Hay que echarle ganas al asunto para marcarse un cuadro de semejante tamaño. Se suele decir que las mejores esencias vienen en frascos pequeños, pero el mundo de la pintura nos ha demostrado en muchas ocasiones que se puede crear una obra maestra con la que no se cubra un trocito de la pared, sino casi un mural.
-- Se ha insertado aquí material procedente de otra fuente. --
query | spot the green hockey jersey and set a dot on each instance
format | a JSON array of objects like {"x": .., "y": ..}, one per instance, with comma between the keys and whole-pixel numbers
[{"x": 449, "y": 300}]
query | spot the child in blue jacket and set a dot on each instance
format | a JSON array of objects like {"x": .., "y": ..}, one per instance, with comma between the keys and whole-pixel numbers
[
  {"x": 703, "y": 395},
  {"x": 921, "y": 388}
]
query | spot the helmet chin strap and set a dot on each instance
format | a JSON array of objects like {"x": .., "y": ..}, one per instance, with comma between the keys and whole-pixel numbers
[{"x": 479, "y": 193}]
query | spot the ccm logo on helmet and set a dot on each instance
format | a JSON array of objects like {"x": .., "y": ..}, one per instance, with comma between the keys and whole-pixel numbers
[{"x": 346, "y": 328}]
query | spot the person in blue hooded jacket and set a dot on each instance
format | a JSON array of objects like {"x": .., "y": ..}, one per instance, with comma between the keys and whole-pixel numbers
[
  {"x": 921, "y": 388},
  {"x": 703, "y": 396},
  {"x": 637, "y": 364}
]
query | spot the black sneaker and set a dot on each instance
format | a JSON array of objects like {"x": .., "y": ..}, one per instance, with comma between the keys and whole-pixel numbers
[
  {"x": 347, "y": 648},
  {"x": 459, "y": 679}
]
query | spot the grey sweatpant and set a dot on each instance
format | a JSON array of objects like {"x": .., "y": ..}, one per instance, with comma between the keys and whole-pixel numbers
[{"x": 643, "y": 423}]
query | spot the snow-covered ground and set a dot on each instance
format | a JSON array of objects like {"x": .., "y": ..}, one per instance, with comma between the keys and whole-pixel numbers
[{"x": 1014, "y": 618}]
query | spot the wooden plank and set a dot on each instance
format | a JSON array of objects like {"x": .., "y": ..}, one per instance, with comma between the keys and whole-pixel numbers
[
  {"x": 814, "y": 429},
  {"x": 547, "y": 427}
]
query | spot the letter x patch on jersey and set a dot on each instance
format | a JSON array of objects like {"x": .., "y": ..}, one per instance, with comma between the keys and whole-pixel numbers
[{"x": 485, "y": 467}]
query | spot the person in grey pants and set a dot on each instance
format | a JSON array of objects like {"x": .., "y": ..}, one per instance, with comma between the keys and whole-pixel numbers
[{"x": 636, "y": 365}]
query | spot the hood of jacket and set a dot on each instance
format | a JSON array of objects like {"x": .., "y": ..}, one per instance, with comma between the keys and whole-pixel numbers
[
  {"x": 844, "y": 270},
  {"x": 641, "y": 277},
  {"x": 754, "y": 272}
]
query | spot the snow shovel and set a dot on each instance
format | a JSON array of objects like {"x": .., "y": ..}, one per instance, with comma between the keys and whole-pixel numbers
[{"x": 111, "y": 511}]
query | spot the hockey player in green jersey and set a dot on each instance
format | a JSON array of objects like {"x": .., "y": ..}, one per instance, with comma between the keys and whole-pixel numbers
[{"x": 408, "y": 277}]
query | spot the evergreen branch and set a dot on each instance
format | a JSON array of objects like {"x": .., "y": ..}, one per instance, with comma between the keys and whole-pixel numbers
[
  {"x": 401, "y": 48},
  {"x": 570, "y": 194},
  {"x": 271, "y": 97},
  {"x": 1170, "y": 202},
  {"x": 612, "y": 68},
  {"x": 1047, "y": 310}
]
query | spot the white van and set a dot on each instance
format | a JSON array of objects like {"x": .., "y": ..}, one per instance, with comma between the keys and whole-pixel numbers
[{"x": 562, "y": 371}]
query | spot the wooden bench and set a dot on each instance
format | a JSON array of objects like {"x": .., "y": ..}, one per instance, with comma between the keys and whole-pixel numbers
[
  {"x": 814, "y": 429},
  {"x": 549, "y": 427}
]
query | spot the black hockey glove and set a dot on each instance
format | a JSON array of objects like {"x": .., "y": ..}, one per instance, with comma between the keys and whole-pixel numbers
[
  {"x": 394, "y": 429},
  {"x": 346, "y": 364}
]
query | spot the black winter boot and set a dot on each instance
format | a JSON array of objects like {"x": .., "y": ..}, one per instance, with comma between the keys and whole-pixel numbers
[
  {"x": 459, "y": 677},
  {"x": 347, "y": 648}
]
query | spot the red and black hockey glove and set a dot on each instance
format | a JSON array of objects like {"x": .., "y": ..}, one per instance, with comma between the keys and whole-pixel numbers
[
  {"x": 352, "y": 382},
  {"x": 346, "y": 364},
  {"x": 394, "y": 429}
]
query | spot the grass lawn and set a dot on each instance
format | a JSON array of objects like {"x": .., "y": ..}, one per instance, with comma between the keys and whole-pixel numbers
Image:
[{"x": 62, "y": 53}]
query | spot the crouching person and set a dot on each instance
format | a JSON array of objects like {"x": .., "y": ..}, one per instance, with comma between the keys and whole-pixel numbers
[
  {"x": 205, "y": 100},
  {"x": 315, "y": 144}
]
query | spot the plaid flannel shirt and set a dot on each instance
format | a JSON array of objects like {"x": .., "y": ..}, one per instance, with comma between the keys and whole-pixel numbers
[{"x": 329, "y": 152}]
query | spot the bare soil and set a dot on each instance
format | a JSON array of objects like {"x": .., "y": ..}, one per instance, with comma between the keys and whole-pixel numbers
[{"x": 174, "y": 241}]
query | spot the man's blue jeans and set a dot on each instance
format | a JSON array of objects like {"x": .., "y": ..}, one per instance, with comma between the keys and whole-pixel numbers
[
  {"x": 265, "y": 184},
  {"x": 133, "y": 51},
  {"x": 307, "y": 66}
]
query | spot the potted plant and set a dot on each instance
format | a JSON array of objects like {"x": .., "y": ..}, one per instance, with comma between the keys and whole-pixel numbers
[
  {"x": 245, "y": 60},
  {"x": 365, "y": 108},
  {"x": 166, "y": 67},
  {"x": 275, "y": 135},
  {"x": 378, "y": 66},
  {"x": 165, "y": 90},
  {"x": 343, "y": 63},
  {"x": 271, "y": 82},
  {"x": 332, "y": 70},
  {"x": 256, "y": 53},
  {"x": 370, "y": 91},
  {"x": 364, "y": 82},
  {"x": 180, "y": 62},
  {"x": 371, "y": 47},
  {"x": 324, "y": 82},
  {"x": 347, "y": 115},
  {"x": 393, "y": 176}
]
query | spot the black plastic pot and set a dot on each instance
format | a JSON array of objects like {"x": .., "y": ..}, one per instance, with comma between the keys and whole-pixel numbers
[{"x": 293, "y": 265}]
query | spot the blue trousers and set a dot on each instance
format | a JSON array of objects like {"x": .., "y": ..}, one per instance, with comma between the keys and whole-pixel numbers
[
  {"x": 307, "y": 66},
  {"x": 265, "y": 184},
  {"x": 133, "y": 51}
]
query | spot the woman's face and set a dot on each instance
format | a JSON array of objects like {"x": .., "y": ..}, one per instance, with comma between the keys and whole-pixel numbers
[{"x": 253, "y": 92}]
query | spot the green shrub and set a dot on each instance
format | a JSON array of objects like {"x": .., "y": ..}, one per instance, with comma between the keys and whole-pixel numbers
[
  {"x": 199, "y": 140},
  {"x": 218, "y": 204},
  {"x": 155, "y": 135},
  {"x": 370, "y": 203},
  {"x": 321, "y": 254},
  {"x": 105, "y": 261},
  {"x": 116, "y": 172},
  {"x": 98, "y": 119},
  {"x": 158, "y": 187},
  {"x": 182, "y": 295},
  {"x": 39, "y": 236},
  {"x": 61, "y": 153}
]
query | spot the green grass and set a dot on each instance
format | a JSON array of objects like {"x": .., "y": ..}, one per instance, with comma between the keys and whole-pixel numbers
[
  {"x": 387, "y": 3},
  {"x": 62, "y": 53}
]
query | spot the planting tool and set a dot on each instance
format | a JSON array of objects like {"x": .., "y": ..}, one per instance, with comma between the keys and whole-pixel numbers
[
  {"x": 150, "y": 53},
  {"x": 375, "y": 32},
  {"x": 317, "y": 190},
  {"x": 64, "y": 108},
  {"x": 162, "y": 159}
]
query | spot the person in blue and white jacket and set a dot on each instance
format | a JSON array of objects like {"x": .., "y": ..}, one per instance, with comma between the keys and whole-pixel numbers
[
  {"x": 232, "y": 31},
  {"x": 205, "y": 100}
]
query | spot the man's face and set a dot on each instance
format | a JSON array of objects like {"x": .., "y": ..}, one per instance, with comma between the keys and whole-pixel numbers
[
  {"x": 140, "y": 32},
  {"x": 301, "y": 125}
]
Buen ejemplo de ello es El Guernica de Picasso, una de las piezas fundamentales de la historia del arte y que tiene unas impresionantes dimensiones de 776,6 cm x 349,3 cm. Ahí es nada.

En cualquier caso, ya os podemos garantizar que lo de El Guernica queda en un chiste si comparamos sus dimensiones con las del que se considera el cuadro de mayor tamaño del planeta: Batalla de Gettysburg.

Dos años y medio fue lo que necesito Paul Philippoteaux para terminar una impresionante recreación de la Batalla de Gettysburg allá por 1883. Además, el pintor requeriría de 16 ayudantes para conseguir darle forma a una pieza descomunal de 125 metros de longitud y 21 metros de altura. ¿Os parece poco manejable? Pues eso es porque todavía no sabéis que pesa la friolera de 5.349 kilos. Un mostrenco descomunal.

Batalla de Gettysburg

Joe King adquiría el cuadro en cuestión en 1964. Una auténtica barbaridad de obra en la que se recrea el pasaje más cruento de la Guerra Civil de estados Unidos.